- League: South Atlantic League
- Sport: Baseball
- Duration: April 20 – September 7
- Number of games: 140
- Number of teams: 8

Regular season
- League champions: Charleston Rebels

Playoffs
- League champions: Macon Peaches
- Runners-up: Charleston Rebels

SAL seasons
- ← 19411946 →

= 1942 South Atlantic League season =

The 1942 South Atlantic League was a Class B baseball season played between April 20 and September 7. Eight teams played a 140-game schedule, with the top four teams qualifying for the playoffs.
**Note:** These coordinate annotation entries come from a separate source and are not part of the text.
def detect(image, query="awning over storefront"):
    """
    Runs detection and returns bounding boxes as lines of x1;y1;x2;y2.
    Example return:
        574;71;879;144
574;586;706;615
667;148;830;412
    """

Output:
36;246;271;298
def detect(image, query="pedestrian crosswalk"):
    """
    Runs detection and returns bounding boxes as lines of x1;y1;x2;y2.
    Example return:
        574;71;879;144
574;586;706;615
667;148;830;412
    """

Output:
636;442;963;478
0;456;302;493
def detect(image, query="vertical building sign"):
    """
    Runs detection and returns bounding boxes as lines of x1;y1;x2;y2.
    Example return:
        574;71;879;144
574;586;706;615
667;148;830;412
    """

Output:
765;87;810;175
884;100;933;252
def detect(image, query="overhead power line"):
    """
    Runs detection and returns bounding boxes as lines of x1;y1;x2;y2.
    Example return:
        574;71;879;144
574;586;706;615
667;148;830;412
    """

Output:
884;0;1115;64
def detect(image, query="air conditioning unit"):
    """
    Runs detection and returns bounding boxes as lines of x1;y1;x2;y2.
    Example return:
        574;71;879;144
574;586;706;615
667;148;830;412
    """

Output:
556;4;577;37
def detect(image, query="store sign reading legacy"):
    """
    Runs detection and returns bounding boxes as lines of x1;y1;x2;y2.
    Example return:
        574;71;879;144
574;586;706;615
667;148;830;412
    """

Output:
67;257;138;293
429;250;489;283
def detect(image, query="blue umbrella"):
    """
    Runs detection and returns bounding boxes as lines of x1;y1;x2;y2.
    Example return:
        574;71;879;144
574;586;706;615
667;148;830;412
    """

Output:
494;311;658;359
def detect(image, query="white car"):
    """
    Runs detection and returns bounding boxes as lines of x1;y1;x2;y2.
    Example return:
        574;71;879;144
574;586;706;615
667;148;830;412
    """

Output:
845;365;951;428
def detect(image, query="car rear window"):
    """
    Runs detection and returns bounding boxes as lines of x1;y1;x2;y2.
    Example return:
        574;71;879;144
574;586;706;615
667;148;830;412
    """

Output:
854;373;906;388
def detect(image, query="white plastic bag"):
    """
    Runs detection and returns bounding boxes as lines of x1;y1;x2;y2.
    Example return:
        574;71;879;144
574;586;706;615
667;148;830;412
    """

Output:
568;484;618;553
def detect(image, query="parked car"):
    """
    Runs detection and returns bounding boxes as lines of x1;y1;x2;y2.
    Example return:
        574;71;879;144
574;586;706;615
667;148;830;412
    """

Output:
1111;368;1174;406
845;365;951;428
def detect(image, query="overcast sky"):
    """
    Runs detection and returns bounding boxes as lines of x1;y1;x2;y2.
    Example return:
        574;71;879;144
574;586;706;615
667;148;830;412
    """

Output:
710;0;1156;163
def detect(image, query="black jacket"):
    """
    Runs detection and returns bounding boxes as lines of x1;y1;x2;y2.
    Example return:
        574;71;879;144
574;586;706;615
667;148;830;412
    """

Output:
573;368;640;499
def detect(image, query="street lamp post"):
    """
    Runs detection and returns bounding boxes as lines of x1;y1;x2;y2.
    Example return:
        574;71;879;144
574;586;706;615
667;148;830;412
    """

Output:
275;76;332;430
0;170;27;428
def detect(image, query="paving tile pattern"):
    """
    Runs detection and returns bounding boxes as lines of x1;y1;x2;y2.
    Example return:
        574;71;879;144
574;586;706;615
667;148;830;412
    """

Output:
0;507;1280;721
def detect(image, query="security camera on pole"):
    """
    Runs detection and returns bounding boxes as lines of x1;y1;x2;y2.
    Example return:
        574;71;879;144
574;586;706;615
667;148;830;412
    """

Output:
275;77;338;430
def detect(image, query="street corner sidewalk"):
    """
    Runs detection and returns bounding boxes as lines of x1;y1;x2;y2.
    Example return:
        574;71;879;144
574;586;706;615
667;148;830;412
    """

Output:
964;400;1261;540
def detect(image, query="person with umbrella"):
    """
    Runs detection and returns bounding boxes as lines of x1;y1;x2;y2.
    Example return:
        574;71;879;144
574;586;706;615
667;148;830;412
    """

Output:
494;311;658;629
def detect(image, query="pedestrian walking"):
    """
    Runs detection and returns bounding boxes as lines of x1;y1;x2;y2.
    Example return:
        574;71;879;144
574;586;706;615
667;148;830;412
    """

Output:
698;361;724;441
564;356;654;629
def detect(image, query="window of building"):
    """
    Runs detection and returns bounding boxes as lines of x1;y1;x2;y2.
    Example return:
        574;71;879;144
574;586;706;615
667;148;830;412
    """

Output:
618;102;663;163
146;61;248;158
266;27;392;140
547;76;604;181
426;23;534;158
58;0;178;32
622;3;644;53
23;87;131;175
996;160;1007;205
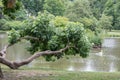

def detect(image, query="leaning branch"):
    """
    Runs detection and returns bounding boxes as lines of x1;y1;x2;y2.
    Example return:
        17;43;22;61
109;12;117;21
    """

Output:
0;46;71;69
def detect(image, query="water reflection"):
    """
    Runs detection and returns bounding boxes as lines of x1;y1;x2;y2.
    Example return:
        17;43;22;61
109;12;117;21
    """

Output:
0;34;120;72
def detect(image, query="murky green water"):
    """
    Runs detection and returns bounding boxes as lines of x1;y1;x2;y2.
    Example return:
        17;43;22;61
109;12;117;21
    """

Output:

The Macon Peaches won the South Atlantic League championship, defeating the Charleston Rebels in the final round of the playoffs.

==League changes==
- At the end of the 1942 season, the South Atlantic League announced that the league would shutdown due to World War II. The league would resume play in 1946.

==Team changes==
- The Greenville Spinners ended their affiliation with the Washington Senators.
- The Jacksonville Tars began an affiliation with the New York Giants.

==Teams==

1942 South Atlantic League
| Team | City | MLB Affiliate | Stadium |
| Augusta Tigers | Augusta, Georgia | Detroit Tigers | Municipal Stadium |
| Charleston Rebels | Charleston, South Carolina | None | College Park |
| Columbia Reds | Columbia, South Carolina | Cincinnati Reds | Dreyfus Park |
| Columbus Red Birds | Columbus, Georgia | St. Louis Cardinals | Golden Park |
| Greenville Spinners | Greenville, South Carolina | None | Meadowbrook Park |
| Jacksonville Tars | Jacksonville, Florida | New York Giants | Durkee Field |
| Macon Peaches | Macon, Georgia | Chicago Cubs | Luther Williams Field |
| Savannah Indians | Savannah, Georgia | None | Grayson Stadium |

==Regular season==
===Summary===
- The Charleston Rebels finish the season with the best record for the first time in franchise history.

===Standings===

South Atlantic League
| Team | Win | Loss | % | GB |
| Charleston Rebels | 85 | 52 | .620 | – |
| Macon Peaches | 81 | 57 | .587 | 4.5 |
| Jacksonville Tars | 75 | 59 | .560 | 8.5 |
| Columbia Reds | 66 | 68 | .493 | 17.5 |
| Savannah Indians | 66 | 72 | .478 | 19.5 |
| Greenville Spinners | 61 | 74 | .452 | 23 |
| Columbus Red Birds | 58 | 80 | .420 | 27.5 |
| Augusta Tigers | 54 | 84 | .391 | 31.5 |

==League leaders==
===Batting leaders===

| Stat | Player | Total |
|---|---|---|
| AVG | Vic Bradford, Jacksonville Tars | .343 |
| H | Vic Bradford, Jacksonville Tars | 187 |
| 2B | Vic Bradford, Jacksonville Tars | 45 |
| 3B | Andy Pafko, Macon Peaches | 18 |
| HR | Vic Bradford, Jacksonville Tars | 13 |

===Pitching leaders===

| Stat | Player | Total |
|---|---|---|
| W | Mack Stewart, Charleston Rebels | 24 |
| ERA | Jake Levy, Macon Peaches | 1.85 |
| IP | Jack Rager, Augusta Tigers Burton Swift, Greenville Spinners | 262.0 |

==Playoffs==
- The Macon Peaches won their fifth South Atlantic League championship, defeating the Charleston Rebels in six games.